Curieuse, je regardai quel était le manga dont ils parlaient quand elle le reposa. Tiens donc… un yuri hentai. Ce qui m’apprenait quelque chose : Hideaki lisait des yuri, puisqu’il avait dit qu’il ne connaissait pas « celui-là »… Ou alors c’était simplement pour attirer la fille en parlant d’un genre de manga qu’elle aimait. J’espérai alors que c’était bel et bien pour cette raison qu’il disait ça.
Après quelques minutes d’espionnage, j’appris que la fille s’appelait Emiri – pourquoi fallait-elle qu’elle s’appelle comme un personnage de Suzumiya Haruhi no yuustu ? – et qu’elle habitait tout près de chez nous. Apparemment, Hideaki et elle étaient amoureux, ou plutôt, il y avait comme un début d’amour entre eux. Non… Je n’allais pas pouvoir supporter ça ! Je n’étais pas la mère d’Hideaki, mais s’il nous ramenait une fille à la maison, il n’avait plus qu’à partir. Une boule au ventre, je me dirigeai vers le rayon des figurines, pris celle d’Haruhi avec la queue de cheval et celle avec l’ordinateur et partis payer, toujours avec mon cosplay de Snake. Et le pire était à venir : Yuki était à la caisse. J’allais devoir changer ma voix. Je m’approchai de la caisse, pas de file d’attente – pour une fois, ça ne m’arrangeait pas – et déposai mes achats devant Yuki. Il les scanna, mais s’arrêta dans son élan pour me regarder. « Ca y est, je suis finie », ai-je pensé.
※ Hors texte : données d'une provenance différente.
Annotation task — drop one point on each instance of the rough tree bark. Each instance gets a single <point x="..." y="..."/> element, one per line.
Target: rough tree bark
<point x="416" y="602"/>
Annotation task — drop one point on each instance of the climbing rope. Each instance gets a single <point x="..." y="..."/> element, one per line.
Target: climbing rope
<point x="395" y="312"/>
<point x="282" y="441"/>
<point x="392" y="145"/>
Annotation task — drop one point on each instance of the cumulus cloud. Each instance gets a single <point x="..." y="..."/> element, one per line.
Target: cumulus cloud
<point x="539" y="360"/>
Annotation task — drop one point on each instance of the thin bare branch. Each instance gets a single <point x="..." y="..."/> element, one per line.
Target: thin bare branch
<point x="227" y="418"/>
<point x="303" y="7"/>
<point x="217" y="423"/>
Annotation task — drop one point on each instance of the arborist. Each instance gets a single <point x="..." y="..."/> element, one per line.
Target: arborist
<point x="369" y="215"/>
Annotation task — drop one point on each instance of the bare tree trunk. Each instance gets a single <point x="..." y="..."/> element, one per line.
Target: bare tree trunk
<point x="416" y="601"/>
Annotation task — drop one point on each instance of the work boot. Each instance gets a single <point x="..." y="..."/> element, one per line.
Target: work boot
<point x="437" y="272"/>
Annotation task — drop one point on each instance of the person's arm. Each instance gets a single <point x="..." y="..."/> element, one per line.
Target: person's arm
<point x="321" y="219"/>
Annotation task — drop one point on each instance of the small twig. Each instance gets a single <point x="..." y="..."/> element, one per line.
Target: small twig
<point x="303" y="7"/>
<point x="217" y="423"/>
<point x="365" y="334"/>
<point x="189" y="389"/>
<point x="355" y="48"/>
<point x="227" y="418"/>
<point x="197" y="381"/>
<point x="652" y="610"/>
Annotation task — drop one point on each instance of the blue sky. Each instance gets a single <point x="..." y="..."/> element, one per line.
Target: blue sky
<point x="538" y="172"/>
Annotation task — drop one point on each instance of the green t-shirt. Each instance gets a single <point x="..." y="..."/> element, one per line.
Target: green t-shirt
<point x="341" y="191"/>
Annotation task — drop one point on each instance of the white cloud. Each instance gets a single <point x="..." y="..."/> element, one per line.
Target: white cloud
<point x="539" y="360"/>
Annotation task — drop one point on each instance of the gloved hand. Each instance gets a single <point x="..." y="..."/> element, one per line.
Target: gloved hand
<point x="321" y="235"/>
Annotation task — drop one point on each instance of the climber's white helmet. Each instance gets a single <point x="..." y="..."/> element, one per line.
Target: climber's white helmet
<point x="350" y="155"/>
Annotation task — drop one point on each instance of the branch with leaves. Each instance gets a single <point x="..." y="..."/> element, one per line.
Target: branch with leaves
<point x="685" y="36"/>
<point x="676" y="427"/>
- Le cosplay, il est à vous ou vous l’essayez ? demanda-t-il
- Euh… il… est à moi ! assurai-je en rangeant l’étiquette qui dépassait. Mais je l’ai acheté ici il y a une semaine à peine.
- Ah, très bien. Merci de votre achat et bonne journée ! me souhaita Yuki en prenant mon argent.
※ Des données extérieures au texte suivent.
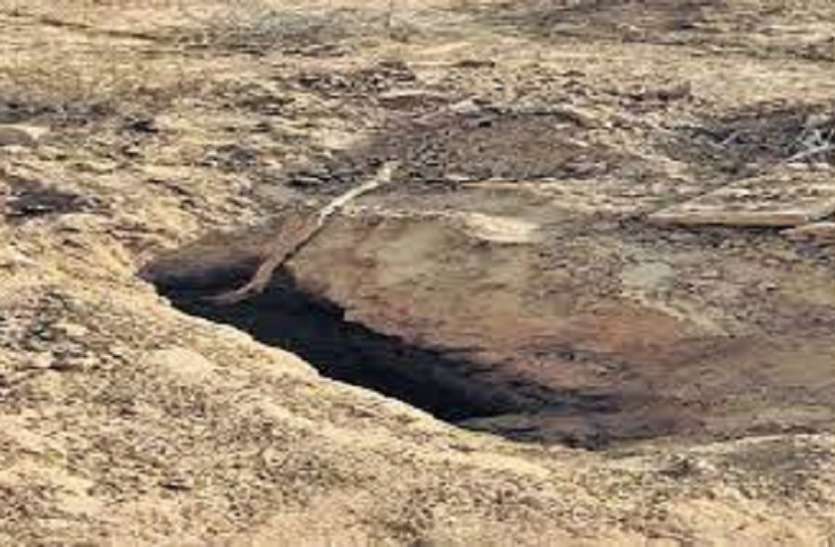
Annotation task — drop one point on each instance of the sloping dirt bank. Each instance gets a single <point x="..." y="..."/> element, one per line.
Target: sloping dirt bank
<point x="530" y="258"/>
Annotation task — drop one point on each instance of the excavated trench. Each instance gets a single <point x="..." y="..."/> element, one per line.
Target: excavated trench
<point x="288" y="317"/>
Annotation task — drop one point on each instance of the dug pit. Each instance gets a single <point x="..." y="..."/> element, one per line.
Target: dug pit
<point x="545" y="336"/>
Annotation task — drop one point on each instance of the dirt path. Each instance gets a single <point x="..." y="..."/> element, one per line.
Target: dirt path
<point x="584" y="246"/>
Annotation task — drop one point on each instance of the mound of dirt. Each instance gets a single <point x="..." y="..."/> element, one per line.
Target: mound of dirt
<point x="592" y="306"/>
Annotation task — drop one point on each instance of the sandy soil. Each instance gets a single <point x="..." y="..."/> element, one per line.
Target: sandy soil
<point x="599" y="283"/>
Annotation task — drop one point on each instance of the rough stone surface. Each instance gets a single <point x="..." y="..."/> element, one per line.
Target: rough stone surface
<point x="765" y="201"/>
<point x="687" y="372"/>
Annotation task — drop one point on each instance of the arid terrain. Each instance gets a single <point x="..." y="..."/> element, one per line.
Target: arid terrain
<point x="586" y="295"/>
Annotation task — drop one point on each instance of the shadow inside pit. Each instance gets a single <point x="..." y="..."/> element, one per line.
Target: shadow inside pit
<point x="285" y="316"/>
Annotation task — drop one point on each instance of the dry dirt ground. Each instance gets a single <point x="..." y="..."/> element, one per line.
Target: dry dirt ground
<point x="595" y="304"/>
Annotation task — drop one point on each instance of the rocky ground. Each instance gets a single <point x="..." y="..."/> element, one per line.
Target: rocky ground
<point x="594" y="304"/>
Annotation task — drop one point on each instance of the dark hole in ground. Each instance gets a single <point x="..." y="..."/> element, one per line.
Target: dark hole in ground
<point x="486" y="144"/>
<point x="285" y="316"/>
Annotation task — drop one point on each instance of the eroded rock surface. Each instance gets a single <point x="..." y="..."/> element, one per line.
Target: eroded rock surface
<point x="511" y="269"/>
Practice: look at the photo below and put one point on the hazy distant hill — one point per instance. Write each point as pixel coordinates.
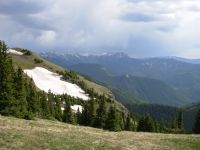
(176, 80)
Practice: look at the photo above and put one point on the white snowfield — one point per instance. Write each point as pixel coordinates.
(12, 51)
(76, 107)
(47, 80)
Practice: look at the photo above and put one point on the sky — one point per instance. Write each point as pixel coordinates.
(140, 28)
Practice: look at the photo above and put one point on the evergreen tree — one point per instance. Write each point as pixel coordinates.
(196, 128)
(68, 115)
(78, 116)
(20, 94)
(32, 98)
(180, 120)
(129, 125)
(146, 124)
(51, 103)
(85, 120)
(6, 82)
(101, 115)
(44, 106)
(92, 112)
(113, 120)
(58, 112)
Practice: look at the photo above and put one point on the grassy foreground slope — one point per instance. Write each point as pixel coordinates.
(44, 134)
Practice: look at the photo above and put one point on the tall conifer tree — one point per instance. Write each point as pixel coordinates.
(6, 82)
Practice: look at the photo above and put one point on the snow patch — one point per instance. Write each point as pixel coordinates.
(46, 80)
(12, 51)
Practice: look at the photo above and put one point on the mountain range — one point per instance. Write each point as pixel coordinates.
(166, 80)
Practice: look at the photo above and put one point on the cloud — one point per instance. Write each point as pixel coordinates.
(141, 28)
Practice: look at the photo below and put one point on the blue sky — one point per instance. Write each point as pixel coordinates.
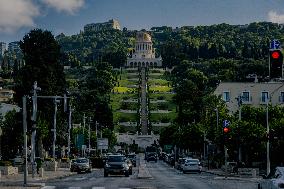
(18, 17)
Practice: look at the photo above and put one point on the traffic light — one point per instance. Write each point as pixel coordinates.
(276, 62)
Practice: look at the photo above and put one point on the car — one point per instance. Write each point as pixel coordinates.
(116, 164)
(180, 163)
(82, 165)
(152, 157)
(274, 180)
(130, 165)
(132, 157)
(72, 165)
(18, 160)
(191, 165)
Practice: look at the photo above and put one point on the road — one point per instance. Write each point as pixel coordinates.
(163, 175)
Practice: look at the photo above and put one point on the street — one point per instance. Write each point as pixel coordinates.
(163, 176)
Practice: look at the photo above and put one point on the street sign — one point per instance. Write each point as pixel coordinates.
(102, 143)
(275, 44)
(226, 123)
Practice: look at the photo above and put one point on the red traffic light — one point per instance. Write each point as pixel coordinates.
(226, 129)
(275, 54)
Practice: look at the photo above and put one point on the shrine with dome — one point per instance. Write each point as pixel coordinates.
(143, 55)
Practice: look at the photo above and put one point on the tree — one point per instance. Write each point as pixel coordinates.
(41, 54)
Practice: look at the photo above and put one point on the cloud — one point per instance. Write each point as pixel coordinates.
(273, 16)
(15, 14)
(69, 6)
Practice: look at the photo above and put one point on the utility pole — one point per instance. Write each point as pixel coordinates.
(267, 144)
(240, 102)
(69, 130)
(84, 124)
(25, 139)
(54, 128)
(35, 89)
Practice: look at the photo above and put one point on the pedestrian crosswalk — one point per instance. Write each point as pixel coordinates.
(74, 187)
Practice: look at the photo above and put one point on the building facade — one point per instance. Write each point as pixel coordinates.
(2, 48)
(253, 94)
(111, 24)
(143, 54)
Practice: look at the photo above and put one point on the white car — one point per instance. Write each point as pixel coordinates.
(275, 180)
(191, 165)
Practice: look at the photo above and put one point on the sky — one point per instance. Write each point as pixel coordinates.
(18, 17)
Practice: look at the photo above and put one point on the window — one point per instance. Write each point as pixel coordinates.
(226, 96)
(264, 96)
(246, 97)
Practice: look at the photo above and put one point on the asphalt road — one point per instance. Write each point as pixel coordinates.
(163, 175)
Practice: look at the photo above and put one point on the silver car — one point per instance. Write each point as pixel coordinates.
(275, 180)
(191, 165)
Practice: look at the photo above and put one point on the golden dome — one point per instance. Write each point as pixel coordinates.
(143, 37)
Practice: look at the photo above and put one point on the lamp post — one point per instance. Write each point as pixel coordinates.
(54, 128)
(267, 144)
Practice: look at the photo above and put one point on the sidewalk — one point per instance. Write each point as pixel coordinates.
(17, 181)
(231, 176)
(143, 172)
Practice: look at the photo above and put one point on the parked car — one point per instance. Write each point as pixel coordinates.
(132, 157)
(275, 180)
(116, 164)
(180, 163)
(191, 165)
(82, 165)
(152, 157)
(72, 165)
(18, 160)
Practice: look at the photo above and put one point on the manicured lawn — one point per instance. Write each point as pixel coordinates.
(160, 82)
(160, 88)
(163, 117)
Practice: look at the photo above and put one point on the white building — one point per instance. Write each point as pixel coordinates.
(254, 94)
(143, 53)
(111, 24)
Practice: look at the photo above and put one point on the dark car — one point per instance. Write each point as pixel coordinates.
(132, 157)
(130, 165)
(73, 165)
(116, 164)
(152, 157)
(82, 165)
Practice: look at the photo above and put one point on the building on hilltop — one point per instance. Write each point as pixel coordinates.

Je le saluai d’un signe de tête et fis mine de partir. Arrivée tout près de la porte, je fis un détour par la cabine d’essayage, enlevai le costume et sortis en vitesse, priant pour que ni Yuki, ni Hideaki, ni Emiri ne m’ait vue. Suite à cela, je regagnai la maison, attendant impatiemment que les trois autres rentrent… en espérant que l’un d’entre eux ne soit pas accompagné.
Hideaki fut justement le premier à rentrer, seul, heureusement. J’étais en train d’écrire quand il est rentré, et je ne lui ai presque rien dit. Simplement « ‘lut », rien de plus. Lui non plus ne s’est pas montré très expressif.
Le soir vint et nous pûmes tous parler ensemble lors du repas du soir. J’adore le dîner – déjà parce qu’on mange et que j’aime manger – mais aussi car nous sommes tous ensemble, et que c’est toujours un moment où l’on est calme, reposé, et où l’on rit beaucoup. Sauf que ce soir, rien ne laissait croire que le repas allait se montrer calme et amusant, bien qu’au début, tout se déroulait normalement.
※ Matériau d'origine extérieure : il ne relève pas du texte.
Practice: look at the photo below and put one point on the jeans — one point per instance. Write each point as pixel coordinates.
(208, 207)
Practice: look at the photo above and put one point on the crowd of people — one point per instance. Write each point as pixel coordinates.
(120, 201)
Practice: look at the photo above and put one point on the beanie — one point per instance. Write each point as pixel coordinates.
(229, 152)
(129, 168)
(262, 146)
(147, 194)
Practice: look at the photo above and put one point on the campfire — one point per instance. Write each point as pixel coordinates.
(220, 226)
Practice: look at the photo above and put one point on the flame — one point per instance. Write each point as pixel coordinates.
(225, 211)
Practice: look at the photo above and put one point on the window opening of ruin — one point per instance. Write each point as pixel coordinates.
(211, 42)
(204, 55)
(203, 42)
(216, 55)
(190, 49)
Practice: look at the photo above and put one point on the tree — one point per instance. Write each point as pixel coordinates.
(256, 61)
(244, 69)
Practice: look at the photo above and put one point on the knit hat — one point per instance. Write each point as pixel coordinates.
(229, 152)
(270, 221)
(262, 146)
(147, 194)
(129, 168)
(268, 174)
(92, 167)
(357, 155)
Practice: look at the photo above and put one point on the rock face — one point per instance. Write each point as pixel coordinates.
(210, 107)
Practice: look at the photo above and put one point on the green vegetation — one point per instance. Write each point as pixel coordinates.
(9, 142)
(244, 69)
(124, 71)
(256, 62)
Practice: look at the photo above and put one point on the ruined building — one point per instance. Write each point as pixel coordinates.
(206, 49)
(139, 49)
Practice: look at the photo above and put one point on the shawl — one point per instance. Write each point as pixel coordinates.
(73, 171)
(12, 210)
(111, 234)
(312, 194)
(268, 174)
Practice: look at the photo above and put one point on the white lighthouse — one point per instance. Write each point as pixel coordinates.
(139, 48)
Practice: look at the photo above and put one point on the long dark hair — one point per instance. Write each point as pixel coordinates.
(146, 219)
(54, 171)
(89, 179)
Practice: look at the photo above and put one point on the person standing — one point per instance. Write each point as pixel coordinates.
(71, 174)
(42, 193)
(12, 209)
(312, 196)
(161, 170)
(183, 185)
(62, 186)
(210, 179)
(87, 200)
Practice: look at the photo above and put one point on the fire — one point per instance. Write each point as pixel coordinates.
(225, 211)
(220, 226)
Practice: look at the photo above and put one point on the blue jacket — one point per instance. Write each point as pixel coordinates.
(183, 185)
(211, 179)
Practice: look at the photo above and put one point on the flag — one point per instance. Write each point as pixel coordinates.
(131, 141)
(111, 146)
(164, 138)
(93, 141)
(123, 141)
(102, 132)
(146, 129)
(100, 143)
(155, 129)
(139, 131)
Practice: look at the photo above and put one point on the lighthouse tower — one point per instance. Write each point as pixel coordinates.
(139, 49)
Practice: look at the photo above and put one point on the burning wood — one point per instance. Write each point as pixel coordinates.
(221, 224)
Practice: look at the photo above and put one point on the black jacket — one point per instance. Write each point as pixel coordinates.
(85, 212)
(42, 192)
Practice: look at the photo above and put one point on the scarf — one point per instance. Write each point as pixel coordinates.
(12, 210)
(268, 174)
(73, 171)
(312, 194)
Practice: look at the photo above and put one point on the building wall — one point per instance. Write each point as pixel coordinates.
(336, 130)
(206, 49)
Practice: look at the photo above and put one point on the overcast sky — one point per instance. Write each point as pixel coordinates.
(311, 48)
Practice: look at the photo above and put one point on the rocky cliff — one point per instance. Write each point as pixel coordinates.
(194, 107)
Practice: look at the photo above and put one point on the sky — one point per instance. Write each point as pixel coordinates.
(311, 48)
- Alors, comment s’est passée votre journée ? demanda Yuki
- Bien, enfin… la routine, quoi, marmonna Ayame.
- Moi, c’était une journée épouvantable, se lamenta Hideaki, éveillant ma curiosité. Plein de chiens, de chats, de rongeurs, et même des reptiles ! Ca faisait longtemps que je n’avais plus soigné un serpent…
- Quant à moi, c’était tranquille, je n’avais que la matinée de travail aujourd’hui. J’ai enfin pu m’acheter… euh… mon t-shirt bleu, dis-je, manquant de me trahir.
- Ton t-shirt bleu ? demanda Hideaki d’un ton soupçonneux.
- Oui, celui que j’avais vu l’autre jour… tu sais, avec un aigle dessus.
- Ah oui oui… Et toi Yuki ?
- Bonne journée, sauf que j’ai eu un client bizarre, il était habillé en Solid Snake… Ah, et d’ailleurs, Hideaki, il y avait un client qui te ressemblait, aujourd’hui. Roux, la même taille que toi…
- Ah ouais ? Et ben… c’était sans doute mon sosie officiel.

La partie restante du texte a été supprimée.